MEPs discussed on Wednesday the latest judicial reforms in Romania and their impact on the separation of powers.
The Romanian PM Viorica Dancila took part in debates in the European Parliament, at a difficult time for the relation between the government she heads and the European Union, triggered by the heavily criticized revision of the justice laws that sparked the protests of August 10 in the capital Bucharest.
On Monday, at the civil liberties committee in the European Parliament, European Commission vice-president Frans Timmermans cited “growing concerns” about changes to Romania’s justice system and criminal code, that could threaten the independence of the judiciary and the fight against corruption and has warned Romania's government that it might end up in court if it does reverse judicial reforms.
A plenary debate on Romania's rule of law followed on Wednesday. Prime Minister Viorica Dancila said she did not come before Parliament to give account, but out of respect for the European institutions, and that she expected Romania to be given equal treatment within the EU. She also said that a viable justice system must be built first and foremost for the citizens, and not for magistrates, politicians or institutions.
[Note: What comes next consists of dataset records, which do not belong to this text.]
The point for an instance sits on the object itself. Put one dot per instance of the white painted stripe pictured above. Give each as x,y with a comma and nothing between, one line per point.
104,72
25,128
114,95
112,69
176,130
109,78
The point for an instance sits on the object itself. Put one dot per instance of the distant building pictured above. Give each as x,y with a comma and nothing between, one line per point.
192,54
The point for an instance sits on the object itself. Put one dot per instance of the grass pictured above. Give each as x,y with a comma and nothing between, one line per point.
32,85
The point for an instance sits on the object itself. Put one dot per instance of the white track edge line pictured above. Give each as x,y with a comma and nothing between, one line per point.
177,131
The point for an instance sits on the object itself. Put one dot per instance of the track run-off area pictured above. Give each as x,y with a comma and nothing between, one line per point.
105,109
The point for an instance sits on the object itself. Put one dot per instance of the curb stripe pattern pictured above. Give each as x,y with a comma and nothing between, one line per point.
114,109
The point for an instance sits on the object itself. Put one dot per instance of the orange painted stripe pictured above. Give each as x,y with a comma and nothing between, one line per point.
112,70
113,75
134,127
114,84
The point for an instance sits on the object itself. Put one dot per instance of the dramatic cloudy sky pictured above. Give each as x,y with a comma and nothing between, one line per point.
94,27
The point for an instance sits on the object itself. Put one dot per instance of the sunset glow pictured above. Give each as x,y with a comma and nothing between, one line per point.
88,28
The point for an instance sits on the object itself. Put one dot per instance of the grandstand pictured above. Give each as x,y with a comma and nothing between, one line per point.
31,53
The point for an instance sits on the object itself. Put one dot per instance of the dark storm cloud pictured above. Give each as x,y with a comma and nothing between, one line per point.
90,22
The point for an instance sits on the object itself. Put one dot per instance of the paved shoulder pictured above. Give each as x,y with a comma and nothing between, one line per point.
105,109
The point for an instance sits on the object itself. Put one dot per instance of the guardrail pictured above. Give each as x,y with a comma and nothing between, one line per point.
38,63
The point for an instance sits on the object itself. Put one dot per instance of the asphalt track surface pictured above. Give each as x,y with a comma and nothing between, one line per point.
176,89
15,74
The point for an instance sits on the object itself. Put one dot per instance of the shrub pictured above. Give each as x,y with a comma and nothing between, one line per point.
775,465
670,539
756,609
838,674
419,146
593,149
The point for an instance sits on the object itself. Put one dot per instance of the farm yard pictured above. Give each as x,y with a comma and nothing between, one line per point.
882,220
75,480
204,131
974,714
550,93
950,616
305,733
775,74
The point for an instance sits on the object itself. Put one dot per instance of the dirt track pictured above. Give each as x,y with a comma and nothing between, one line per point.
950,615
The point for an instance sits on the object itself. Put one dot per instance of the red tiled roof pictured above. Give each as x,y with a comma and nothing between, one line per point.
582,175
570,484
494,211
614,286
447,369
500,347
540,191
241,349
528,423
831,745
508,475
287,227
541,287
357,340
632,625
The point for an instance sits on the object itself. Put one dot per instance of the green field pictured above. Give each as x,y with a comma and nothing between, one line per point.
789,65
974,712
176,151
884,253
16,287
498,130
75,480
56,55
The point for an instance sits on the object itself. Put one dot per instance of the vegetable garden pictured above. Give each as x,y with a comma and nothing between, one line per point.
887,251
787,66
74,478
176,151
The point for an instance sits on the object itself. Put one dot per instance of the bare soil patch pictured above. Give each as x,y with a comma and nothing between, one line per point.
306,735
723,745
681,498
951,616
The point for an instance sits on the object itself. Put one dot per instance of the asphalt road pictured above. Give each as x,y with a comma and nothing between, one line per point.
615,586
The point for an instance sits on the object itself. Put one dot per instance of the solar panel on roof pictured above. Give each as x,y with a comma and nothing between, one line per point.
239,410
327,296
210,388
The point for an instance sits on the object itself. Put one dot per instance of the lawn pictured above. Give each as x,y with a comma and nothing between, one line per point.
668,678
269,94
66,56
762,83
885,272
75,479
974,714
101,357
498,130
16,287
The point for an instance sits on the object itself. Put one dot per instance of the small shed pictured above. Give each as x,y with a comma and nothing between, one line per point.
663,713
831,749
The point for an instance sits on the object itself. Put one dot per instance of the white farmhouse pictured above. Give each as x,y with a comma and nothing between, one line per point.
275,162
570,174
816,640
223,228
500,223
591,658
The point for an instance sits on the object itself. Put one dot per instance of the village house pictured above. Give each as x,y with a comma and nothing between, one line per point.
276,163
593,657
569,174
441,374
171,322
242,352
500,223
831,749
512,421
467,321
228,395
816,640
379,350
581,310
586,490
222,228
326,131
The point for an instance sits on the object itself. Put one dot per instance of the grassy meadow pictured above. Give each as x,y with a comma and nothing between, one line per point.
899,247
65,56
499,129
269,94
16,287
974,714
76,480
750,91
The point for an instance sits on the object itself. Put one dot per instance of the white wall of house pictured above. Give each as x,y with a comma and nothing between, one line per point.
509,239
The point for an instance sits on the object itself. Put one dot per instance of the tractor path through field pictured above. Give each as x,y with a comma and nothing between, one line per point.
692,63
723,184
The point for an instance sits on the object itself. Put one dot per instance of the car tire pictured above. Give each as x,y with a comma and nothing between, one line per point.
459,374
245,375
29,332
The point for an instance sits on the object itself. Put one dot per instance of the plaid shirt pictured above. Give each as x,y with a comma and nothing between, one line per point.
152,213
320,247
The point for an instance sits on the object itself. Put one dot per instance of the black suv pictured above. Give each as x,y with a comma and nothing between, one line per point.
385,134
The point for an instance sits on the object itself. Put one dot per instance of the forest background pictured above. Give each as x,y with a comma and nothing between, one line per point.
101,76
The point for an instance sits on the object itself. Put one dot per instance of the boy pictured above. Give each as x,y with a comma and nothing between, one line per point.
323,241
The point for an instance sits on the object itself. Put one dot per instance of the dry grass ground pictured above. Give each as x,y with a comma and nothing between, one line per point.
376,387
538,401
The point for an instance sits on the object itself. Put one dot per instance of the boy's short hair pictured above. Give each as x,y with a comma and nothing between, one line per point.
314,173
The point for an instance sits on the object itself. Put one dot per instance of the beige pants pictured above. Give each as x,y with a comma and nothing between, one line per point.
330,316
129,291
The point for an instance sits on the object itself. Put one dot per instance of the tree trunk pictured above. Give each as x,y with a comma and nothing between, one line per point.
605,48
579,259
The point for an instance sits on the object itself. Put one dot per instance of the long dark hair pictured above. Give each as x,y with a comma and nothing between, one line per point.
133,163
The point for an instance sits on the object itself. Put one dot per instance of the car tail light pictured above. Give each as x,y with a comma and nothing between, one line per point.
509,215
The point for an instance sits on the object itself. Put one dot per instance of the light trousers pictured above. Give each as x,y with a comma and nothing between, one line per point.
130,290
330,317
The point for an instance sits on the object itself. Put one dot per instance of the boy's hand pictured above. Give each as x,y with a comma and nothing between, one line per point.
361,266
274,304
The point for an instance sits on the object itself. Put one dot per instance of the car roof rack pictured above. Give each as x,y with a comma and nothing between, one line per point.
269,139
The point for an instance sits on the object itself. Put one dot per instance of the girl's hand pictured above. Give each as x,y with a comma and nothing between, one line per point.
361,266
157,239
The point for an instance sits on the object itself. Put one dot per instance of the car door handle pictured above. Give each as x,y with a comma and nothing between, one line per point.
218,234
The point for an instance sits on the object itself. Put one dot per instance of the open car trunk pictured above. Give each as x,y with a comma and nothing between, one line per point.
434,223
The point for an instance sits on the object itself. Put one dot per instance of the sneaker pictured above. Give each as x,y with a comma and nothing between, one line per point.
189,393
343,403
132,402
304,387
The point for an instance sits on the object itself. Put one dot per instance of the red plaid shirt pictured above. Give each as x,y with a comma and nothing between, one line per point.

She also pointed out that the Cooperation and Verification Mechanism (CVM), initially meant to fix corruption-related problems, proved inefficient, as the Commission reports did not mention any secret protocols between intelligence services and prosecutor’s offices.
Viorica Dancila: “This mechanism has missed the goal for which it was created and I officially request to be told who wrote the CVM report, who provided the data and who omitted out of negligence or bad will these facts that are unacceptable in the EU.”
The Romanian PM’s statements have triggered various reactions from the Romanian MEPs, who either criticised Timmermans’s opinion or the Romanian government. Justice must be done in the court room, not based on secret protocols, some of the MEPs have said, while other believes that Romania should not be represented by a bunch of corrupt politicians, whose main enemy is the very justice system. Romanian Parliament members also had divergent opinions. The leaders of the parties making up the ruling coalition, namely, the Social Democratic Party and the Alliance of Liberals and Democrats hailed Dancila’s discourse. The opposition parties on the other hand, believe that PM Dancila faked reality.
President of the Save Romania Union, Dan Barna: “Mrs Dancila went there to try to convince the whole Europe that white is in fact black. Seeing Mrs Dancila speak before the European Parliament was like watching the theatre of the absurd.”
A resolution regarding Romania will be put to a vote in plenary in November, and also in November the European Commission will make public a new CVM report. The Commission monitors Romania’s record on fighting corruption as part of a so-called Cooperation and Verification Mechanism that the country signed up to when it joined the EU in 2007.